Speaking at the Mathrubhumi Festival of Letters (MBIFL) 2026, former bureaucrat and author Jawhar Sircar revisited one of the most difficult moments in India’s constitutional history — Dr B.R. Ambedkar’s forced retreat from his demand for separate electorates for the depressed classes — arguing that the joint electorate system was born out of coercion rather than consent.

“Ambedkar knew that political equality without independent representation would be meaningless for the oppressed,” Sircar said. “Separate electorates were not a privilege. They were a safeguard.”

Sircar explained that Ambedkar’s position was rooted in lived reality. Centuries of exclusion, he argued, could not be corrected merely by granting the vote. Marginalised communities also needed the power to choose their own representatives without dependence on dominant caste support.

At the Round Table Conferences in London, Ambedkar articulated this argument so forcefully that the British government accepted separate electorates for the depressed classes. What followed, Sircar noted, was intense backlash within the Indian nationalist movement, particularly from Mahatma Gandhi, who viewed the proposal as a threat to Hindu unity.

The standoff culminated in Gandhi’s fast unto death, placing Ambedkar under extraordinary moral pressure. “Ambedkar was put in an impossible position,” Sircar said. “Either he held on to what he had achieved politically, or he risked being blamed for Gandhi’s death.”

The outcome was the Poona Pact of 1932, which replaced separate electorates with joint electorates while increasing the number of reserved seats for the depressed classes. Though often celebrated as a moment of national unity, Sircar urged audiences to confront its consequences honestly.

“Ambedkar regretted this compromise for the rest of his life,” he said. “Joint electorates meant Dalit candidates would always remain dependent on dominant caste votes.”

That structural weakness, Sircar argued, was evident even in Ambedkar’s own political journey. Despite his national stature, Ambedkar lost several elections under the joint electorate system and entered the Constituent Assembly only through nomination — a fact that underscored his fears about the limits of political representation.

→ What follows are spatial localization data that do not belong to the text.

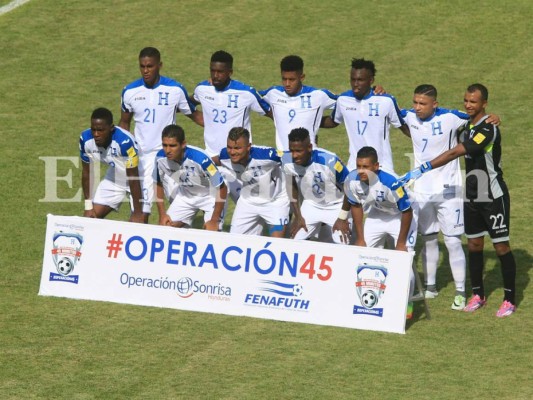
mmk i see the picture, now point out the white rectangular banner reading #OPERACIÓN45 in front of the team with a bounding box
[39,215,413,333]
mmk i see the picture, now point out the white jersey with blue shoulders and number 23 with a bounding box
[194,80,270,157]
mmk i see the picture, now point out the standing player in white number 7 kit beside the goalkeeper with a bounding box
[402,85,468,310]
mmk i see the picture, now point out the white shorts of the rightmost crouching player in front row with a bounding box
[364,209,417,250]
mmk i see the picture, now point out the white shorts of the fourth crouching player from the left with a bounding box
[294,200,342,243]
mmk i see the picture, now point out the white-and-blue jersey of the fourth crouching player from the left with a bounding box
[282,148,348,207]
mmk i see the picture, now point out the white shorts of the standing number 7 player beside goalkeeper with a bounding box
[415,193,464,236]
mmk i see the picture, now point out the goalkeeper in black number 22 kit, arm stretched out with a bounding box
[401,83,516,317]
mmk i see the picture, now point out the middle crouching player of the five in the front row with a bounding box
[217,127,289,237]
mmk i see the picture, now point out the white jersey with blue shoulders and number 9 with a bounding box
[259,86,337,151]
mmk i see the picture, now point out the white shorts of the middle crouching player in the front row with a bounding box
[230,194,289,235]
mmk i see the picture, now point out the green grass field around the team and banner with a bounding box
[0,0,533,399]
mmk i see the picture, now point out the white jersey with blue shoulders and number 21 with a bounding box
[122,76,195,155]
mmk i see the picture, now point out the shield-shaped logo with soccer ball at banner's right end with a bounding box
[353,264,387,318]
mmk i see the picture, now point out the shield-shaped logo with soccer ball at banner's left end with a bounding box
[49,231,83,285]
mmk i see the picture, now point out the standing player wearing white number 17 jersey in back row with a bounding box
[321,58,409,173]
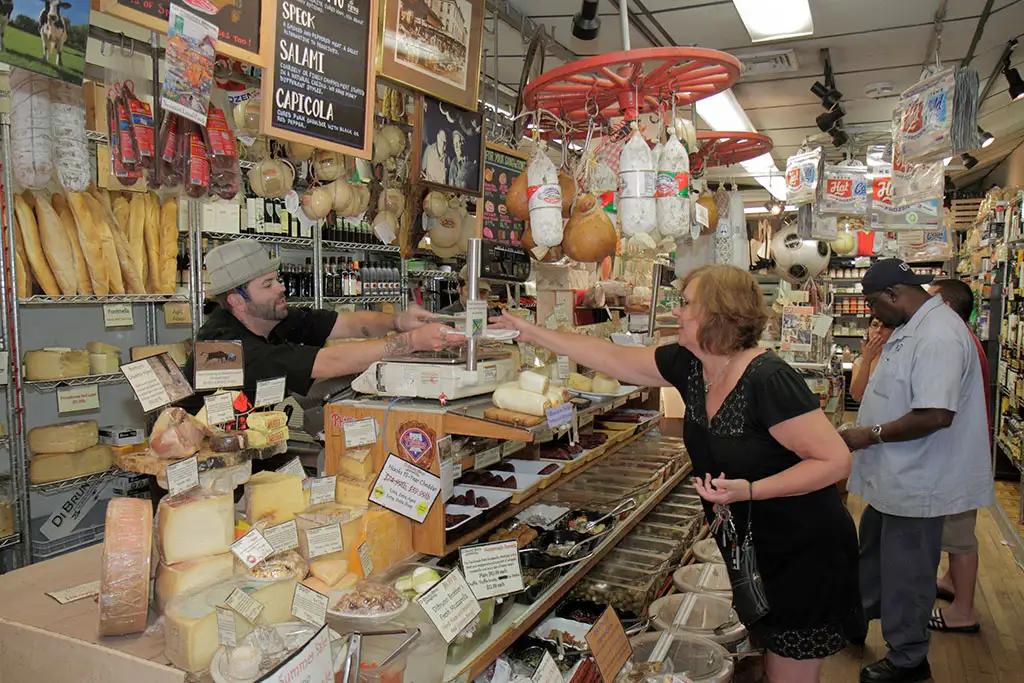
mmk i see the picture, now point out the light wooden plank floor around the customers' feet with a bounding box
[821,496,1024,683]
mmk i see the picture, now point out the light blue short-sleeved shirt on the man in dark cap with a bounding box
[849,295,995,517]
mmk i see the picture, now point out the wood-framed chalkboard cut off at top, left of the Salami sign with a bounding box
[99,0,264,67]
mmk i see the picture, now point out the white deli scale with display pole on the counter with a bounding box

As chairman of the Constitution’s drafting committee, Ambedkar nonetheless ensured that reservations for Scheduled Castes and Scheduled Tribes were embedded into India’s democratic framework, though only as a temporary measure for ten years.

“That promise of temporariness,” Sircar observed, “was more political comfort than social reality.” The continued extension of reservations, he said, reflects unfinished social justice rather than policy failure.

Linking history to the present, Sircar warned that Ambedkar’s concerns remain deeply relevant. As India debates electoral reforms, delimitation, and political representation once again, the core question remains unresolved: who truly holds power in a democracy?

“Our democracy survives because of Ambedkar’s insistence on rights,” Sircar said, “not because compromises magically solved inequality.”

He ended with a reminder that Ambedkar’s warning was not just historical, but enduring. “If representation is weakened,” Sircar said, “democracy becomes a formality. That was Ambedkar’s fear — and it is still ours.”